Sister blog of Physicists of the Caribbean. Shorter, more focused posts specialising in astronomy and data visualisation.

Friday, 11 October 2019

Pretty things are pretty

Time for some more pretty pictures of hydrogen....

It's proving surprisingly difficult to convince people that some streams I've found in the Virgo cluster radio data are real. So to settle the matter once and for all, I've resorted to creating synthetic galaxies and adding fake streams and noise extracted from real data. Then I blindly search the data, labelling what I think looks like a stream and what doesn't. Since I don't know in advance which galaxies have streams or not, this should be a good way to quantify very rigorously how many false positives can occur just due to the noise, as well as measuring how many of the known fake streams would actually be detected by the search technique.

Each of these 100 pillars is a synthetic galaxy, with the vertical axis being velocity.
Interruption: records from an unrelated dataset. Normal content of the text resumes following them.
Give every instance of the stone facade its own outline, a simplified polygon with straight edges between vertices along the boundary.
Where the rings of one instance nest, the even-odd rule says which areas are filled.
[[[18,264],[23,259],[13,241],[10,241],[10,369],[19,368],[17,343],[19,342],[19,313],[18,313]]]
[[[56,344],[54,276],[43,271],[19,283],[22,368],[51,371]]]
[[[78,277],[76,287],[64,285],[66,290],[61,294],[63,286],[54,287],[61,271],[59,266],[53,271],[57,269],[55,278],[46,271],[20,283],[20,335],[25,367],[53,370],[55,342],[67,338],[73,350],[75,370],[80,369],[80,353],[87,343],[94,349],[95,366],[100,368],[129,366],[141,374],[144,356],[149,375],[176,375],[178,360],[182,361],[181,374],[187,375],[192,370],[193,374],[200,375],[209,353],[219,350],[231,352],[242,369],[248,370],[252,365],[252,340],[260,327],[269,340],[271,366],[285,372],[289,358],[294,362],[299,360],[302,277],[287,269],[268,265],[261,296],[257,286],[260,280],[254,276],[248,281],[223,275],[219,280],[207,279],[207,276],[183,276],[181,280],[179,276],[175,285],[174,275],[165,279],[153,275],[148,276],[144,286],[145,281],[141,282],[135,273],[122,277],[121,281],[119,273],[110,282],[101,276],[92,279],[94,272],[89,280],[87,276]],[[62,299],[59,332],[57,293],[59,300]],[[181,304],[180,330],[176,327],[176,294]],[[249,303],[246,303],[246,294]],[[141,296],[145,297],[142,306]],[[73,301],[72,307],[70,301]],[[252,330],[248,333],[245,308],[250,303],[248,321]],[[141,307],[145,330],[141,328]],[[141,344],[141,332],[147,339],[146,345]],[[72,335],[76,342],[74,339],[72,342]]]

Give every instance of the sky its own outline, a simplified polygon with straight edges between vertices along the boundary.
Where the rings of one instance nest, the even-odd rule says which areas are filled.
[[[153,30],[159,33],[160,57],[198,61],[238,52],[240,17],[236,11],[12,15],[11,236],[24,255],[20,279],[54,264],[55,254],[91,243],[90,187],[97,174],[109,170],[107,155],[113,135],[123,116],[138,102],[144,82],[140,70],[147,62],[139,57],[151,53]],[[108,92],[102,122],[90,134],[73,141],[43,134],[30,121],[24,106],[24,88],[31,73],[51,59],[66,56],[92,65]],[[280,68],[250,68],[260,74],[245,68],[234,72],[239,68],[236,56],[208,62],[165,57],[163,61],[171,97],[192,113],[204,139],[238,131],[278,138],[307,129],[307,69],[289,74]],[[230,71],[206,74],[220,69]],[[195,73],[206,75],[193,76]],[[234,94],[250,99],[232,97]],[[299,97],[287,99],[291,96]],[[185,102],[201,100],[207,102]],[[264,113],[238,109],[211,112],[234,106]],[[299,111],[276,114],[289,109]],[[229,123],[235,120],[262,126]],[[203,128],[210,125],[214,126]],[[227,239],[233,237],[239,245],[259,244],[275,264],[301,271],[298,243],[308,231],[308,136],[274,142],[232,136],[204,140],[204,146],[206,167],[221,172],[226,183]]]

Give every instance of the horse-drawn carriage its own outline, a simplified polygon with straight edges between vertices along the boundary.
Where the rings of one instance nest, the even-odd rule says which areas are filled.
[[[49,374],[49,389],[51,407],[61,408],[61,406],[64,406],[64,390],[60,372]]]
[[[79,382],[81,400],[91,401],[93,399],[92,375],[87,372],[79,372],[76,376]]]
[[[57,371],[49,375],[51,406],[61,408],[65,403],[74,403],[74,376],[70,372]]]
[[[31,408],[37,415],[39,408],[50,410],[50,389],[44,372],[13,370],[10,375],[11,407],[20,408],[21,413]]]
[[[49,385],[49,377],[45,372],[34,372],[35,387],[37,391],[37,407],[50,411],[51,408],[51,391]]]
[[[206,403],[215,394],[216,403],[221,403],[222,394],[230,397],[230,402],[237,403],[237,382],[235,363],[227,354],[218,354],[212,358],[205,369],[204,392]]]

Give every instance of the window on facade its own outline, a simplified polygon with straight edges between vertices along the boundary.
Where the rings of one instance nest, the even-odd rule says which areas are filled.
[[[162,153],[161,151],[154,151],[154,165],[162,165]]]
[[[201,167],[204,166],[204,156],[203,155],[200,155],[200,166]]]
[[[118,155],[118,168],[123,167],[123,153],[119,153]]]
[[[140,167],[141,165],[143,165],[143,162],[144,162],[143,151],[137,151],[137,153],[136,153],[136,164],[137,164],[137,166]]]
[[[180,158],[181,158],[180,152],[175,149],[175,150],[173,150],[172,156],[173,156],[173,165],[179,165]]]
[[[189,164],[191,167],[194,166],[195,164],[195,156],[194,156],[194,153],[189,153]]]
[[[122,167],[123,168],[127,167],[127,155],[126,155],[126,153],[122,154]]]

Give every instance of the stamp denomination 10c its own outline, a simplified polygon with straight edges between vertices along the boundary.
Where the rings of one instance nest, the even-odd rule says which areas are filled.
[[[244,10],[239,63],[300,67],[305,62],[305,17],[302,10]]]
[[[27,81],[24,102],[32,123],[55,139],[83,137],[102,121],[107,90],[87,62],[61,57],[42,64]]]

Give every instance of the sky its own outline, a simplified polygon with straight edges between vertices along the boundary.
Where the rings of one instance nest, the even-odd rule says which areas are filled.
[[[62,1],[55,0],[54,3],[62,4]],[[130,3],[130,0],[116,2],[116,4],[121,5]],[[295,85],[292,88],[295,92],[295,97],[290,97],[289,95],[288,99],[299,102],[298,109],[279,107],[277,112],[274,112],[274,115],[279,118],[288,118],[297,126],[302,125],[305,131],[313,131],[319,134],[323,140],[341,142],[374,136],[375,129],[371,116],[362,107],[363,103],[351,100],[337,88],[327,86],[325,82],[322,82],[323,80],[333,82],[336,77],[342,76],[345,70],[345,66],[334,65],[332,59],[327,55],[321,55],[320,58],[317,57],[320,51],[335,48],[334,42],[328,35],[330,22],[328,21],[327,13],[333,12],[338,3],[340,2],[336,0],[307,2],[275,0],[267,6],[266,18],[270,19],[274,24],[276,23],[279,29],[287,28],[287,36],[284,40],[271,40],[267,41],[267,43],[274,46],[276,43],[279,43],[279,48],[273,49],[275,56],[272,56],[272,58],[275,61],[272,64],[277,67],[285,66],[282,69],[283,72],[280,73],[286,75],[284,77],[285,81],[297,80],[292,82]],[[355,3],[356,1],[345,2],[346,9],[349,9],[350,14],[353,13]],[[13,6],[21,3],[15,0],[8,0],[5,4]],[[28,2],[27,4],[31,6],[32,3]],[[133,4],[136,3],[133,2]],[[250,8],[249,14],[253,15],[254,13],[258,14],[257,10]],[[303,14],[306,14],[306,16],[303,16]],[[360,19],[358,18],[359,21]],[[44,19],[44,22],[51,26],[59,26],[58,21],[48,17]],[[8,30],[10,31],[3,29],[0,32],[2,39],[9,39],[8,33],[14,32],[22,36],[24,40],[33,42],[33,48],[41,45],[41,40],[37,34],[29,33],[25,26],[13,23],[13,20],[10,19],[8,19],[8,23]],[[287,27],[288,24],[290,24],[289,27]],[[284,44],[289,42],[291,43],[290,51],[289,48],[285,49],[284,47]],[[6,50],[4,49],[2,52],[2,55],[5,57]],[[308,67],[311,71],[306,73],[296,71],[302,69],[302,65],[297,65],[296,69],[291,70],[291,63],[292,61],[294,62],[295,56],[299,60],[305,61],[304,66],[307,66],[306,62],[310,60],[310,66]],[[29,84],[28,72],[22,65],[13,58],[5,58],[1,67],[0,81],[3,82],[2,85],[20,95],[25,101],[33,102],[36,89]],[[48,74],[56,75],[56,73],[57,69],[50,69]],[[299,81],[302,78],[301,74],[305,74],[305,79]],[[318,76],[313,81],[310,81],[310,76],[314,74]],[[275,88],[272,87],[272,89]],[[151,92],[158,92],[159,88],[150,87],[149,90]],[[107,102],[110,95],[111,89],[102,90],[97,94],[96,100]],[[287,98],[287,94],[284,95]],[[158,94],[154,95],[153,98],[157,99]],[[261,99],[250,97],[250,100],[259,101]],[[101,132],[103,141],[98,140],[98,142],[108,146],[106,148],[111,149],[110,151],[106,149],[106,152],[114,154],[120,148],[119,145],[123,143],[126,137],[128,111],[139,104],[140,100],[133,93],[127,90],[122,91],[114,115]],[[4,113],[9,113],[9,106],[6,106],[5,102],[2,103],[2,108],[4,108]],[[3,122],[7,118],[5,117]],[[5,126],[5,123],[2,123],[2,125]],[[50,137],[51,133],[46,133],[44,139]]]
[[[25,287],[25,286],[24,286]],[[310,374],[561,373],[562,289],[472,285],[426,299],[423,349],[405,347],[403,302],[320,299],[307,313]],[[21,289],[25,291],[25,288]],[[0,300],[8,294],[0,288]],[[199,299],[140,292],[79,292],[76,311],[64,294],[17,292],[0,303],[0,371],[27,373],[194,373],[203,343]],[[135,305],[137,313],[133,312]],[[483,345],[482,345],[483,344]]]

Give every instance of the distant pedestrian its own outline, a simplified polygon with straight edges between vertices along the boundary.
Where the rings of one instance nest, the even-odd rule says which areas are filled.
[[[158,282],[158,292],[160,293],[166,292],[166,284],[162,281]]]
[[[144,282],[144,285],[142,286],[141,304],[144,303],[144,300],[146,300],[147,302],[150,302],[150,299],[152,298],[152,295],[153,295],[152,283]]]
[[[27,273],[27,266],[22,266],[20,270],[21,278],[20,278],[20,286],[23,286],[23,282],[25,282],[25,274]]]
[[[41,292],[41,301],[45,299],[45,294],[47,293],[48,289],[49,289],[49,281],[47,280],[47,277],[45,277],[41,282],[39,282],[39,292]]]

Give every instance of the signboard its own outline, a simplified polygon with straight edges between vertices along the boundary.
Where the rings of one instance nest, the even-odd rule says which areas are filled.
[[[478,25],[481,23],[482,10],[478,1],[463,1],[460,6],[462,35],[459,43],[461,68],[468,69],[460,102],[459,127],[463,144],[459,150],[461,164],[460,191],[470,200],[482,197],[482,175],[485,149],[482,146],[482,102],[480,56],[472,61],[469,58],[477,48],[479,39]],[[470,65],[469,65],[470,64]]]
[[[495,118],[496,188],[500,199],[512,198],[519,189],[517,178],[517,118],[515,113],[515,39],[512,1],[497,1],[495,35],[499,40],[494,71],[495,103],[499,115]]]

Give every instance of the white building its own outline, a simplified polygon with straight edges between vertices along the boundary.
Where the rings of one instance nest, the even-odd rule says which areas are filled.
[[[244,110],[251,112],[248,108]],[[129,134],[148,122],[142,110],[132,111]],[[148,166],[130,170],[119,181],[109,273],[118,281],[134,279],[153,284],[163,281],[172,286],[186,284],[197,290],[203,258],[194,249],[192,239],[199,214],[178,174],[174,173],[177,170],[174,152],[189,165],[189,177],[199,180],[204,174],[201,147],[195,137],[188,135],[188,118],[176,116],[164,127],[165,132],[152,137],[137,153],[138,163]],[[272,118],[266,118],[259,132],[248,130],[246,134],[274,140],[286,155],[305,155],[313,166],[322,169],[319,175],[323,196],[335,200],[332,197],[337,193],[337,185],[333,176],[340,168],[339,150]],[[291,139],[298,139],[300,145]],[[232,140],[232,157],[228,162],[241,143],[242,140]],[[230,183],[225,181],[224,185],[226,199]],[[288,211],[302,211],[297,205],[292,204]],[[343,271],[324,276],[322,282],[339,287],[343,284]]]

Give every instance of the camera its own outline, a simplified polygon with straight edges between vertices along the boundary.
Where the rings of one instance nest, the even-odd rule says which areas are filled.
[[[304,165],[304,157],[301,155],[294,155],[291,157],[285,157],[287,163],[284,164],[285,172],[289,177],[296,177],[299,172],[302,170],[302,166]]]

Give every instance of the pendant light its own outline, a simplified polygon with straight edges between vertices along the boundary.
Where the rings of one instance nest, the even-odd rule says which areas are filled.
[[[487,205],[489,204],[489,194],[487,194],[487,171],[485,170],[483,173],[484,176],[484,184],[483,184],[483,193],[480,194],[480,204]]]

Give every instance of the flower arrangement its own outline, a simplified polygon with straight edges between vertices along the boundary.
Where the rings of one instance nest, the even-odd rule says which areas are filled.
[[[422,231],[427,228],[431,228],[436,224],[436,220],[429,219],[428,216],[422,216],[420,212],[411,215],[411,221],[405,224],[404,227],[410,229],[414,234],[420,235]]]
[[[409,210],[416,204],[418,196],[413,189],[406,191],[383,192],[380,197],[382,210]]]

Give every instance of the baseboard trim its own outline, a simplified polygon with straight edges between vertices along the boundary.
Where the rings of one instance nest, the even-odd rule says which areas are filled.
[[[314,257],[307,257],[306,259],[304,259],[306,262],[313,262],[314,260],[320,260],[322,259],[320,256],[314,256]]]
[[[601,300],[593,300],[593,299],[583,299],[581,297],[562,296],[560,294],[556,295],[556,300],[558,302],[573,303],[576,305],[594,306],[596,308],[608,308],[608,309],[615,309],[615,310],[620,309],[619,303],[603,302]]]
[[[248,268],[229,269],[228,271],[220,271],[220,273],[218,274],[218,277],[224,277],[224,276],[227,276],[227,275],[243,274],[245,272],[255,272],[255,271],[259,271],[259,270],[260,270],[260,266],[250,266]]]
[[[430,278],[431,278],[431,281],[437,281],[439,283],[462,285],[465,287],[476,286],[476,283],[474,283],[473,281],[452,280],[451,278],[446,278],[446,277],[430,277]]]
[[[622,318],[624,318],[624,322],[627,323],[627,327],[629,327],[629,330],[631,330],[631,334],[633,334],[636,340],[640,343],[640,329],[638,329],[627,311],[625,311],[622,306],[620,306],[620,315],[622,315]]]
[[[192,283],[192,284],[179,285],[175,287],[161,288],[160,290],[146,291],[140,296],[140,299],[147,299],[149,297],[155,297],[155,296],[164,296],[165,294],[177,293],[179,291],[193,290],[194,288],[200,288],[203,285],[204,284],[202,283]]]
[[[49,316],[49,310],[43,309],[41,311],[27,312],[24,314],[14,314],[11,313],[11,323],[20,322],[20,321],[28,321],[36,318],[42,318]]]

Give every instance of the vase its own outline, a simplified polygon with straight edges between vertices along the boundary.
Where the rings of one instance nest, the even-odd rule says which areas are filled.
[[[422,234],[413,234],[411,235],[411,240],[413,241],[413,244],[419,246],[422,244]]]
Each of the "segments" is a contour at a different velocity channel, extended into 3D. Real galaxies would look a bit more complicated than this, but these are good enough to search for features as extended as the ones in the real data. Arranging them into a neat grid makes it easy to search the whole data set very quickly and isn't just for the sake of making something minimalist.


You can't really see the fake extensions from this angle - they're more visible from underneath. This particular data set has a stream in every galaxy, always pointing in the same direction. For the real search I vary the length, angle, brightness, presence, and number of velocity channels of the streams.


These pretty pictures aren't going in the paper - for that, I'm showing a boring but more easily comprehensible 2D plot. They look nice though.